Gold extended its decline for a sixth straight session on Monday to hit a near seven-month trough, as a robust dollar and prospects of higher U.S. interest rates took the shine off bullion.
Spot gold was down 0.9% by 1:52 p.m. EDT (1752 GMT) at $1,831.70 per ounce, its lowest level since early March. U.S. gold futures settled 1% lower at $1,847.20.
“There is a reckoning that interest rates are going to be higher for much longer, which has been the bearish element in the precious market. Gold prices could go below $1,800 in the near term,” said Jim Wyckoff, senior analyst at Kitco Metals.
“Trends in the currency markets tend to be stronger and longer-lasting.
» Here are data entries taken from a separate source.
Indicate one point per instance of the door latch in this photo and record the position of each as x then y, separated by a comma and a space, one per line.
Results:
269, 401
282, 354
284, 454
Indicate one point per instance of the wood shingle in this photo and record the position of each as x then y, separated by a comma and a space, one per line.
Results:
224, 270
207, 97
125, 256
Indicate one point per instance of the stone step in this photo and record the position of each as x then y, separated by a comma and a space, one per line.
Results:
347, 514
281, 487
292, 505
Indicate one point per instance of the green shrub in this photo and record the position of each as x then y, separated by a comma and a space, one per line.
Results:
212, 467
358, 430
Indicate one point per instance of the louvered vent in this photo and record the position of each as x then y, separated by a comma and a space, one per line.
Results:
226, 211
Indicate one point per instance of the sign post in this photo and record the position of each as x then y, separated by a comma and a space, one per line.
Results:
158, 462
The appreciation of the U.S. dollar may not end anytime soon, pressuring the gold market.”
The U.S. dollar (.DXY) rose 0.6%, making bullion less attractive to other currency holders.
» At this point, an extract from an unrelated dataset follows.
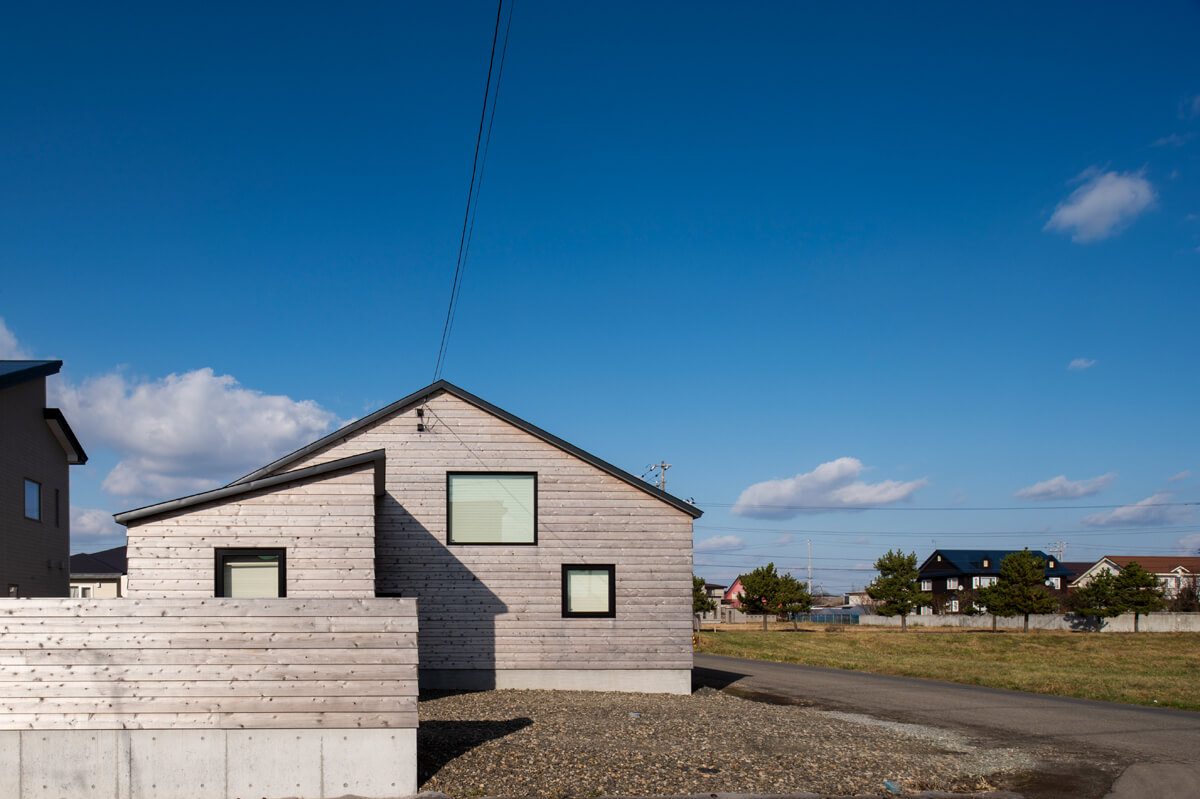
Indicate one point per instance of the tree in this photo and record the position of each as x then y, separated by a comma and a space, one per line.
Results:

Traders are pricing in a 55% chance that the Federal Reserve will leave interest rates at the current range of 5.25%-5.50% this year, according to CME’s FedWatch tool.
Since powering above the key $2,000-per-ounce level in early May, gold prices have fallen more than 11%, or $230, pressured by a sharp rise in benchmark U.S. Treasury yields, which makes the non-yielding gold less attractive.